Hi Mario,

Am 11.10.22 um 16:38 schrieb Mario Loffredo:

Il 11/10/2022 15:04, Andrew Newton ha scritto:
On Tue, Oct 11, 2022 at 8:16 AM Mario Loffredo
<mario.loffr...@iit.cnr.it> wrote:
my humble opinion is that this document shouldn't deal with any kind of RDAP client other than a browser.

Looking at the chapter 1 of this document, but also at chapter 3 and 3.1 there is no indication of such narrow usage of this specification.

Also  4.2.4.  Clients with Limited User Interfaces indicates other types of clients than the browser directly.


At the moment, I disagree with this. Authentication for non-browser
clients can be very useful. GitHub's client is a great example for
anybody who has ever needed Oauth/OpenID at the command line.

Andy, I didn't write that non-browser clients are unuseful.

On the contrary, I was the first here raising the question of how to deal with non-browser clients that most likely will issue the biggest number of requests to the RDAP servers.

I only expressed my concern about using for non-browser clients the same approach used thus far.  IMHO, the classic scheme based on tokens fit better in that case while sessions are the best for end users operating through a browser.

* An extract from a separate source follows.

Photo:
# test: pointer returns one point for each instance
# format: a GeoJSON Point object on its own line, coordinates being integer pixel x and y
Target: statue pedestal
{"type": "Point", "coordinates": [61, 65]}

I can only agree to that concerns and as I understand till version 9 of this draft this was in fact the approach.

The browser use case was not supported well but all the others including clients other than the browser.

I expected the document should eventually support both therefore I raised the concerns about non browser clients not possible.


With regard to GitHub, AFAIK non-browser clients can access a repository either through an access token or via SSH key, anyway nothing similar to the exchange of a session cookie, right ?

GitHub CLI and other this kind of tools typically use a form of OAuth as well and store tokens locally.